Moví la cabeza con suficiencia. —No soy Noé, por lo que no resuelvo los problemas construyendo arcas.
—Claro —dijo Becerra—. Esto no se resuelve con una barca.
—Dijo arca —corrigió Lauría. Era lo que yo esperaba. Una pelea entre esos dos podía durar más que la lluvia. Tomé un interruptor de campo cuántico que siempre llevo en la guantera de la máquina del tiempo y lo enchufé en el Laplace que uso detrás de la oreja, incrustado en el hueso. Pulsé la fase de cohesión y proyecté un efecto túnel o de desintegración, que predijo el comportamiento de cada una de las partículas que los sorpros generaban en sus caños y que, aun no siendo observables, implicaban un proceso atómico muy razonable y muy bonito. Todo el curso de acción demoró escasos tres minutos. Cuando terminó, Becerra y Lauría no habían dejado de discutir, por lo que no tuve más remedio que palmear las manos y decir:
—Fin del recreo.
—¿Qué dice éste? —Los tres me miraron con expresiones de furia, diferentes, pero todas ellas feroces. 

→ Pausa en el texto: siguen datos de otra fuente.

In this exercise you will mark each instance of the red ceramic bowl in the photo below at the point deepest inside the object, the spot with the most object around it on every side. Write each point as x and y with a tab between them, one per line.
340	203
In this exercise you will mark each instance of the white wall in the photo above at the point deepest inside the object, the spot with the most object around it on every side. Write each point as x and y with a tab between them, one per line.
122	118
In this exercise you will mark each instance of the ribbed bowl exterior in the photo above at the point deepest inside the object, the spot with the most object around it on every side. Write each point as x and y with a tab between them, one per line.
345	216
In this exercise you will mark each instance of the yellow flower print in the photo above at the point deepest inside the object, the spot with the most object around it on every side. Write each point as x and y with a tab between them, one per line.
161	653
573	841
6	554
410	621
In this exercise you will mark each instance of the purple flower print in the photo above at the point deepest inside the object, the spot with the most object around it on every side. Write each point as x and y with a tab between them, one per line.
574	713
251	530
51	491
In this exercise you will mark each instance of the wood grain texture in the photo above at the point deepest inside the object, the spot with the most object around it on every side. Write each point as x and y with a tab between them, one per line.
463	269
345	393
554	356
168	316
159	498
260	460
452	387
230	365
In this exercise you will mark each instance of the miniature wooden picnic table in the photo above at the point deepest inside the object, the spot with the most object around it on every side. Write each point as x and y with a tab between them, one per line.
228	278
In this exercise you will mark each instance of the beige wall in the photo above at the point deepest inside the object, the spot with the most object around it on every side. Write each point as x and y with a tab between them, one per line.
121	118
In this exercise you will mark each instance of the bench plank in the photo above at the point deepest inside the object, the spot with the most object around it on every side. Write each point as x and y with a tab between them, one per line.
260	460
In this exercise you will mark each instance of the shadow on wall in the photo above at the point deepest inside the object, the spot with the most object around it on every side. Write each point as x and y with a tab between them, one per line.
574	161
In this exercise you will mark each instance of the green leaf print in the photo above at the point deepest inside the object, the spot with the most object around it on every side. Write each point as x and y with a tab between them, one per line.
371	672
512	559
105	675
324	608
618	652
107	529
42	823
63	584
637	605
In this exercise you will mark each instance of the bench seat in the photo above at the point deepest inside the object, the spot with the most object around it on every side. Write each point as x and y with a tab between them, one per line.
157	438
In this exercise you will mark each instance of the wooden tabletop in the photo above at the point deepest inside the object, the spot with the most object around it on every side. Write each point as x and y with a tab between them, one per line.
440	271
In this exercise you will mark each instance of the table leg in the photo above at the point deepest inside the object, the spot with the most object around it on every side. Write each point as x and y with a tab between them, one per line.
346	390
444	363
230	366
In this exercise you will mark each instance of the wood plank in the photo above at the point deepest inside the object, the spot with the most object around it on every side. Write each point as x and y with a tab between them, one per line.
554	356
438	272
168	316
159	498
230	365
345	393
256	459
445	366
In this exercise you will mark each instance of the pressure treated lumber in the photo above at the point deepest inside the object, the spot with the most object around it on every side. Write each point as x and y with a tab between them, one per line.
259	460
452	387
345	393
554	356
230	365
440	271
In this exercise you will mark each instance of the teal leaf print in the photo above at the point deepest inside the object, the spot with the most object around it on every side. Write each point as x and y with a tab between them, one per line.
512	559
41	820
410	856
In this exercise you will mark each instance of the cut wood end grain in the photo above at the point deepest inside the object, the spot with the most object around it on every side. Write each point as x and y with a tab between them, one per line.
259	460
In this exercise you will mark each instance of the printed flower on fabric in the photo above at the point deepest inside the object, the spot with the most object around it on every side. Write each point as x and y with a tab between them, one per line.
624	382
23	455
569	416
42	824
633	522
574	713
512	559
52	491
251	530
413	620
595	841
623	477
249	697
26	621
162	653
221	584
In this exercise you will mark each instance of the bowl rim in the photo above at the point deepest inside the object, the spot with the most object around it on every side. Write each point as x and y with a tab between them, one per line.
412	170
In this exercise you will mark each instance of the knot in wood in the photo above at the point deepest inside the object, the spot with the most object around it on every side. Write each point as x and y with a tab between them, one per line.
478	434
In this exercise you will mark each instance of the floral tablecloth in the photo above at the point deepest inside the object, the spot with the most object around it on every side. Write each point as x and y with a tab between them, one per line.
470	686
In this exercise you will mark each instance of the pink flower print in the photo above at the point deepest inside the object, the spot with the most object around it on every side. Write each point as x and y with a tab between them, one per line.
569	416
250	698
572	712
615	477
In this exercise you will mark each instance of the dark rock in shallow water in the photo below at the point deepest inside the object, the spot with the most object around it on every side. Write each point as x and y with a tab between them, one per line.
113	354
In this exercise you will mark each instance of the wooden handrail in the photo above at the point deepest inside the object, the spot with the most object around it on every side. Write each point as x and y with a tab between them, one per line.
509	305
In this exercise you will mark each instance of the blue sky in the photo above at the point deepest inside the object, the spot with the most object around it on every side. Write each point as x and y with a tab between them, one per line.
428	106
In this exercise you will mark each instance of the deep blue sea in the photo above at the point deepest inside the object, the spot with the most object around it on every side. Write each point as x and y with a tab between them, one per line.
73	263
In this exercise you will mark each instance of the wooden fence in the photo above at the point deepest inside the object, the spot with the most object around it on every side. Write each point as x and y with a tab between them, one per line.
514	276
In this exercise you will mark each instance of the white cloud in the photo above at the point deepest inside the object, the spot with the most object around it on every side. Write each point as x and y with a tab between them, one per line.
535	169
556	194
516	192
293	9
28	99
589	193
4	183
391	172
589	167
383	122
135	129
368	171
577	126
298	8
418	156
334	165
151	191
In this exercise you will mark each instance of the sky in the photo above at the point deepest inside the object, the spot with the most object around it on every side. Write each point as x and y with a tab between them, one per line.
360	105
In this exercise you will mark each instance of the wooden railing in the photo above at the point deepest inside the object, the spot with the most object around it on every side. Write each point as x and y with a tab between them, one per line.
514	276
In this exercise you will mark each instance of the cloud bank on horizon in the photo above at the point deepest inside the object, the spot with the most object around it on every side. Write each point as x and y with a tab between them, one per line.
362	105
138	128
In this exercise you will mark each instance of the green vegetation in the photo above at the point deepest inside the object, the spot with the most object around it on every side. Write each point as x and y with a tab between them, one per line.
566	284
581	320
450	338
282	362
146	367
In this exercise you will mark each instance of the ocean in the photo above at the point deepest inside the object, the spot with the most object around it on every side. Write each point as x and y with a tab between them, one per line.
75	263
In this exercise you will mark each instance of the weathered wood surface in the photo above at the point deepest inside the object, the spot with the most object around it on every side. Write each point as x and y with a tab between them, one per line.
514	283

—Miren por la ventana, por favor.
Los tres se precipitaron hacia la ventana y hundieron sus narices en el vidrio. Afuera, efectivamente, había dejado de llover la sustancia inducida por los sopros. 
—Llueve —dijo Tetas decepcionada—; sigue lloviendo.
—Pero llueve lluvia —repliqué.
—¿Eso es bueno? Estoy harta de la lluvia.
—No te preocupes muñeca. Vamos a ir a un lugar donde siempre brilla el sol.
Lauría fue el primero en desentrañar el sentido de mis palabras.
—¿Eso significa...?
—Cumplí mi parte del trato. La Tierra está fuera de peligro.
—Llueve —dijo Tetas, melancólica.
—Esa lluvia no puede durar mucho. Siempre que llovió paró.
—¿Usted negoció a nuestra Tetas? —Lauría formó un garrote vil con las manos y apretó el cuello de Becerra. Becerra sacó la lengua y en el aire crepitaron chispas de una sustancia fosforescente. Vaya uno a saber qué había estado tomando Becerra.
—Déjelo en paz —dije tocando un botón del Laplace y programándolo en fase de cristalización taquiónica. Lauría y Becerra quedaron objetivamente paralizados al instante, aunque en rigor a la verdad el Laplace sólo puede reducir la velocidad de los electrones en un millonésimo. Es suficiente para que los afectados parezcan los personajes de “El milagro secreto” de Borges.
—¿Es verdad que me llevará a un sitio en el que no llueve y siempre brilla el sol? —Tetas había asumido la nueva situación con total naturalidad. Ni siquiera preguntó si Becerra volvería a la normalidad alguna vez. 
Pero yo estaba preocupado por otro asunto: tendría que dejar una buena suma en la administración para que conservaran la habitación 947 tal cual estaba en ese momento. Mover un cuerpo afectado por un campo de desaceleración taquiónica puede ser fatal. No soy un asesino.
—Es verdad. —Desplegué la máquina del tiempo —que en máxima expansión no es más grande que una cabina telefónica— e invité cortesmente a Tetas para que entrara primero.
—¿No me está mintiendo para aprovecharse de mí? Todos se aprovechan de mi inocencia, siempre. —Tetas Contempló a Lauría y Becerra con una expresión resentida.
—Se lo juro —dije ligeramente divertido—. Y en todo caso tenemos un ingenioso dispositivo llamado paraguas que jamás falla cuando el aguacero es intenso. Es casi infalible y su único enemigo de fuste es el viento del este. 
—¿Qué hace el viento del este? —preguntó Tetas, con la mayor ingenuidad.
—Eso te lo explicaré dentro de cuarenta años y en otro lugar de la galaxia —repliqué, esperando una andanada de preguntas. Pero Tetas no preguntó nada y apretó las ídem contra mí pecho. Partimos.